Soundtrack review: Unfaithful (Jan A.P. Kaczmarek – 2002)
I remember getting the “Unfaithful” soundtrack because I really loved the trailer music. Back then I wasn’t really familiar with the fact that most times trailer music is done by special sound companies and has nothing to do with the actual score… The trailer music for “Unfaithful” stuck with me for years, it was “Nara” by E.S Posthumus. It’s a brilliantly chilling piece.
I also remember the movie because I thought it was spectacularly miscast. Richard Gere played the main character. His wife cheats on him and he discovers. Everything that happens from then on and all his subsequent reactions were better suited for Harrison Ford. But I digress…

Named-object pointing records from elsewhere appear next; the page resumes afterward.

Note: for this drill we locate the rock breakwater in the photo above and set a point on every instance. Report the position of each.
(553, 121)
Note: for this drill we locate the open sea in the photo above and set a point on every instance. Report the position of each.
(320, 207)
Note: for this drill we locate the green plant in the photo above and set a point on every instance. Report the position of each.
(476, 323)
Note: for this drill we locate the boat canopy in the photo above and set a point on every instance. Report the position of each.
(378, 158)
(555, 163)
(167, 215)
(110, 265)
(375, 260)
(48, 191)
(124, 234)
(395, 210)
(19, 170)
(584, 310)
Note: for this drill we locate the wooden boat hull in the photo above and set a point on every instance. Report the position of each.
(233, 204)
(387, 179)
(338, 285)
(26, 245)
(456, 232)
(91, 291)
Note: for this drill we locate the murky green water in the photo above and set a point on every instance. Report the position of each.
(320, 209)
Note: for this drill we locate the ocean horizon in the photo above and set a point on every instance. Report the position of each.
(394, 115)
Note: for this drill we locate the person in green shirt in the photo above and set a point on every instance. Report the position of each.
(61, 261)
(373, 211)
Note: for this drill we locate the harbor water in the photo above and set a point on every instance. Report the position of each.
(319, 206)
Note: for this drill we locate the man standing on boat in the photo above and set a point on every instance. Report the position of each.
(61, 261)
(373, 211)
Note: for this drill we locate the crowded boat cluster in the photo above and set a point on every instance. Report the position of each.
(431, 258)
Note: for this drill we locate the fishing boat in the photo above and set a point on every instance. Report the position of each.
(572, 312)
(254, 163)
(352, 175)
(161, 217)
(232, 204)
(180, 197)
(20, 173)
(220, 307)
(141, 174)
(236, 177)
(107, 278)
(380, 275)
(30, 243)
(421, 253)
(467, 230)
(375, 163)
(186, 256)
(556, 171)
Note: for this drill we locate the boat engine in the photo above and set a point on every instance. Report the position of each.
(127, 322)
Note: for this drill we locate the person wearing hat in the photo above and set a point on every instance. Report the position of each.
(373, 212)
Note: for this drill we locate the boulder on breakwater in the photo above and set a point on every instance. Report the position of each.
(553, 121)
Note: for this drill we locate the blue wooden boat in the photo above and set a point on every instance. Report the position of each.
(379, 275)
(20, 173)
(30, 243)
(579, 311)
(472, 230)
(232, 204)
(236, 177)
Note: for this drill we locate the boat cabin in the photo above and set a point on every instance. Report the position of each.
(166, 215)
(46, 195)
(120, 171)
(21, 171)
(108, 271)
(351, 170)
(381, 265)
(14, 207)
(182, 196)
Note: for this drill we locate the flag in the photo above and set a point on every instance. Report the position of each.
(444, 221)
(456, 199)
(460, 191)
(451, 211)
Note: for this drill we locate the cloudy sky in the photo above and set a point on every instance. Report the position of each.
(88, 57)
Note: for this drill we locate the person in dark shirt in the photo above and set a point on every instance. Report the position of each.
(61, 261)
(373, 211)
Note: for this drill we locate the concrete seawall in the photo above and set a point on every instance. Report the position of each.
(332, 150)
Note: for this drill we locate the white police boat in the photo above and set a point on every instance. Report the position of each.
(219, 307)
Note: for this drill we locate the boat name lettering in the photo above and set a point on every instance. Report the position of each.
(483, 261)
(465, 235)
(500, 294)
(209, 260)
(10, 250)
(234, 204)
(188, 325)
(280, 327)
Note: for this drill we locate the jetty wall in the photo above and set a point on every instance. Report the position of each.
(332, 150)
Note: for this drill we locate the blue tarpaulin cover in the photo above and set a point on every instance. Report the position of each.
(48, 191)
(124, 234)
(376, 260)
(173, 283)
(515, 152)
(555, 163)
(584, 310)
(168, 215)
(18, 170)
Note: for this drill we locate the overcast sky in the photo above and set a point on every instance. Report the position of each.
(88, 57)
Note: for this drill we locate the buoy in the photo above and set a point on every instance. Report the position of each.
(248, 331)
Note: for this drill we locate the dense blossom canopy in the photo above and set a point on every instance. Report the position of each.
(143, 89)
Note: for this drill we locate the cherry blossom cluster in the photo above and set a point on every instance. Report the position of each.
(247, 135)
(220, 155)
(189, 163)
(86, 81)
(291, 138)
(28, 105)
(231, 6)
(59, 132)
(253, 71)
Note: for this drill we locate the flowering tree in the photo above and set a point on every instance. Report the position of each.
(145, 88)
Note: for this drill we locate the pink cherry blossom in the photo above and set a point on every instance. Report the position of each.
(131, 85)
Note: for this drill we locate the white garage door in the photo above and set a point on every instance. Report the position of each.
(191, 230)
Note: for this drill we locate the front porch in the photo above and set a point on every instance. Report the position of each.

I’m not surprising anyone when I say that Jan A.P. Kaczmarek’s score is beautiful. It’s hard for me to find another word to describe the low key piano, the subtle motifs or the way the music flows. I am very happy that I loved that trailer music so much and that this score was so different from it. The music has a rich texture; I get something interesting from almost every cue: the accordion induced melancholy in “Triangle”, the haunting whispered echo of a female voice in “Farewell” and “Car wash”, the subdued, dripping hatred I hear in “Cold bathtub”. On “Sudden turn” and “The visit” you can actually hear a woman sobbing in the background from time to time, almost following the tune… I don’t even think I should call it sobbing, what I hear is a woman shivering… These cues with vocal, lyric less inserts could also work very well on haunted house movies. “The globe” is actually creepy and makes me relive the scene from the movie.

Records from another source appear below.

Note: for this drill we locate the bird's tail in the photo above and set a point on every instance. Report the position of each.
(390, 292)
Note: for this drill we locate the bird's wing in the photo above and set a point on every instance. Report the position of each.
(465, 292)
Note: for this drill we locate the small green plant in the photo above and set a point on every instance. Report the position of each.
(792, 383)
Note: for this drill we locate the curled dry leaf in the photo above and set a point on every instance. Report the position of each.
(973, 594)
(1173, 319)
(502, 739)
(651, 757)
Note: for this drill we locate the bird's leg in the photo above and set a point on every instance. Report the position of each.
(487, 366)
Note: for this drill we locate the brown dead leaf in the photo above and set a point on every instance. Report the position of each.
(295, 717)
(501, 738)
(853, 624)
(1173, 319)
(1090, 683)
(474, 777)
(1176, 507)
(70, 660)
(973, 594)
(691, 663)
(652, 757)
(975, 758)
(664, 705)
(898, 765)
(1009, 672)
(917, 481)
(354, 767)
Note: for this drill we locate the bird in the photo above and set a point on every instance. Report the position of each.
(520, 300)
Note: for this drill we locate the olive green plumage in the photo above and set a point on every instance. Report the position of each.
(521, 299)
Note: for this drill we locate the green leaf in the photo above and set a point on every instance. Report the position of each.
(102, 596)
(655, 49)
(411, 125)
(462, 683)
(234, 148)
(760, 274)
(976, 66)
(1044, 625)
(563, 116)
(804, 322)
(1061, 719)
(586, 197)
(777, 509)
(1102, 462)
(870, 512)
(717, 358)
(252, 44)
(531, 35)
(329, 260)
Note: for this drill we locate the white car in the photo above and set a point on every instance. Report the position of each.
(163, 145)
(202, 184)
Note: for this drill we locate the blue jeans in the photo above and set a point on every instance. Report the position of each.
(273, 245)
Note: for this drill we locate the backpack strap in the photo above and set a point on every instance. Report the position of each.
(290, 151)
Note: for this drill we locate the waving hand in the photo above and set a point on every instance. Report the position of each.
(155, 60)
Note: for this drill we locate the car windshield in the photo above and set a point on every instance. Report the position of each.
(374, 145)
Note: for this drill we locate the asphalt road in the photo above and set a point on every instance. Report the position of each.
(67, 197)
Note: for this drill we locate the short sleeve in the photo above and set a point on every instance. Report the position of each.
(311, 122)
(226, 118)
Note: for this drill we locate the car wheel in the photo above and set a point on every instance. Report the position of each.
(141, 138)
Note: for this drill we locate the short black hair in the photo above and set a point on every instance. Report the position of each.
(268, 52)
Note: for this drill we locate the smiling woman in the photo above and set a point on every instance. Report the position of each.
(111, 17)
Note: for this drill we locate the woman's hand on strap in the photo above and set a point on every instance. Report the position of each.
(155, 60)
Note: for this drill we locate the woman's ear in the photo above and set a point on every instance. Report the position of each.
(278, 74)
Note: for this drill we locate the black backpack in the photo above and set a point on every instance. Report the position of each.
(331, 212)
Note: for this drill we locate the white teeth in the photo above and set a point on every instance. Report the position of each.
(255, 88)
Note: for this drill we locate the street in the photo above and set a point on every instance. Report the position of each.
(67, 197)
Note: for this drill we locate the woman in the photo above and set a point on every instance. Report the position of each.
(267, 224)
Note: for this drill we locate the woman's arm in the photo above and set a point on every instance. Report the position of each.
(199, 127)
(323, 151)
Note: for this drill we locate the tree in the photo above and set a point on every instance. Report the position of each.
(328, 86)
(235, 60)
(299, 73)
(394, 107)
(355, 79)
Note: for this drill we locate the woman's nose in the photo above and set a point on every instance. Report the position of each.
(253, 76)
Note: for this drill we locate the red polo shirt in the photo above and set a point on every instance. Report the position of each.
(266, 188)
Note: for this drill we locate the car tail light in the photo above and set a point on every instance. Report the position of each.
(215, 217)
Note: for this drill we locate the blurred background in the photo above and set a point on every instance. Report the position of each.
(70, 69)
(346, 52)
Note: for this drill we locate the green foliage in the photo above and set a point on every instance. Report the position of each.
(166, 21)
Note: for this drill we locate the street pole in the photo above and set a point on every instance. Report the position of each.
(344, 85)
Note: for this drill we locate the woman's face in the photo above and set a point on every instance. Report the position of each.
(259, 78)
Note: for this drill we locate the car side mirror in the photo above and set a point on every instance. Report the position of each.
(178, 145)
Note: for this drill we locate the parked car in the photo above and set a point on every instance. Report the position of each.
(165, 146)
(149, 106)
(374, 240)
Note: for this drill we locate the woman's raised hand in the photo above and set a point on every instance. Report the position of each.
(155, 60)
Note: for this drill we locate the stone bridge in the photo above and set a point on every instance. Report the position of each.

The main theme, “Unfaithful”, is both accusing and remorseful in tone, as if it were a dialogue between the two main characters. It is a gorgeous theme in the style of 70s or 80s French romance movies. It builds up and breaks your heart but you can’t stop listening to it because it’s so beautiful.
Kaczmarek knows the piano like no other. There’s actually also a piano version of the main theme, strange because for me the original version was all about the piano. This version is simpler and more intimate, stripped of any sounds other than the solo piano.

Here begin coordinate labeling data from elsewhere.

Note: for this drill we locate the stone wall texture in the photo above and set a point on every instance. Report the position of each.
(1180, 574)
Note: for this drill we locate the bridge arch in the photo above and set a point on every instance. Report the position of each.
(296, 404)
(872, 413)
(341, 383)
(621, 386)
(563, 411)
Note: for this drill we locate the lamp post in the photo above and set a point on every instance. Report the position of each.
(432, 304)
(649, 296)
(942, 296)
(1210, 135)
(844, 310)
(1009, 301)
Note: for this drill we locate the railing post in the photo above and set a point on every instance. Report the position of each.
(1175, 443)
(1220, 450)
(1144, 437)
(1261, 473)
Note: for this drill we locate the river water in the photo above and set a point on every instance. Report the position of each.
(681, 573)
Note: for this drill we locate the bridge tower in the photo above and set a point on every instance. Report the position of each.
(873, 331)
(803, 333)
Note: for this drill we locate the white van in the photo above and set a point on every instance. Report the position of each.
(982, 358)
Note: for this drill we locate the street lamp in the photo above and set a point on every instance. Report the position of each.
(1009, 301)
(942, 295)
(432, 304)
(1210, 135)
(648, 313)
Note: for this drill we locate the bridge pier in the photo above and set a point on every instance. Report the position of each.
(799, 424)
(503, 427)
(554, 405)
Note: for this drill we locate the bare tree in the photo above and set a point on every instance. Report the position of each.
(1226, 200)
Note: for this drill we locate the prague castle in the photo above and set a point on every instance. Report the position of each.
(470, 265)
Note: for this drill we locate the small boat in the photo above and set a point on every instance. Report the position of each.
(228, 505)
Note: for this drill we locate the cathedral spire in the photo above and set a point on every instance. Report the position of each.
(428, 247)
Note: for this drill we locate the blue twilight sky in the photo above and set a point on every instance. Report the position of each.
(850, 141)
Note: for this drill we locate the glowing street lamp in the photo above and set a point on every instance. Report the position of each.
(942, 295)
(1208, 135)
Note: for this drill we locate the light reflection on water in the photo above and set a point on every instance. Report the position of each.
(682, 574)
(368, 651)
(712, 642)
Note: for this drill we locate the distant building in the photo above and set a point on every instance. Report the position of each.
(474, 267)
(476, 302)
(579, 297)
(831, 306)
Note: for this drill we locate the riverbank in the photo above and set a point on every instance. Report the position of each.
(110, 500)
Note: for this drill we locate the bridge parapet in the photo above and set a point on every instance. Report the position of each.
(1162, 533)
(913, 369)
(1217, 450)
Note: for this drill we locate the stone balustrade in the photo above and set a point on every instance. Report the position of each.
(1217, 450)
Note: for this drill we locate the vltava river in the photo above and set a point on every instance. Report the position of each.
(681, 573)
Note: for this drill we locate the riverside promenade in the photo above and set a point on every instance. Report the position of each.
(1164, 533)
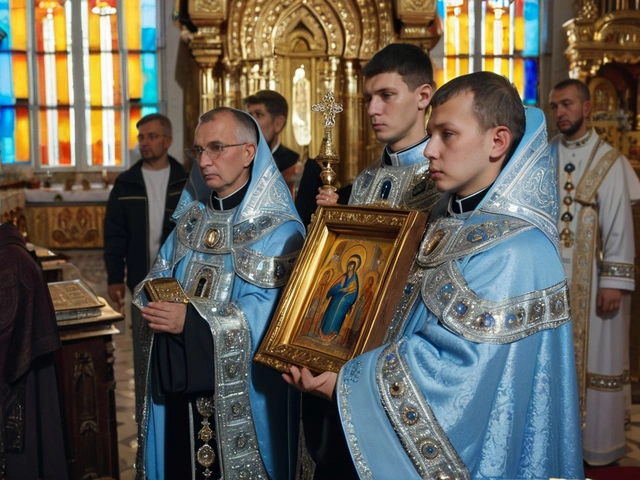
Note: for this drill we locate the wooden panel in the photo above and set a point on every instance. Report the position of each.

“Burning pictures” is almost as magnificent as the main theme. It’s heavy with sadness and melancholy and everything fades at the end. “Together” and “Silence” end the score on a slightly louder tone than the rest of it, reminding me of how the movie ended.
“Unfaithful” hits the bull’s eye in every aspect: as a standalone listen, as a musical composition and as a companion for the movie. I am expecting it to reach the top 10 when the month is over.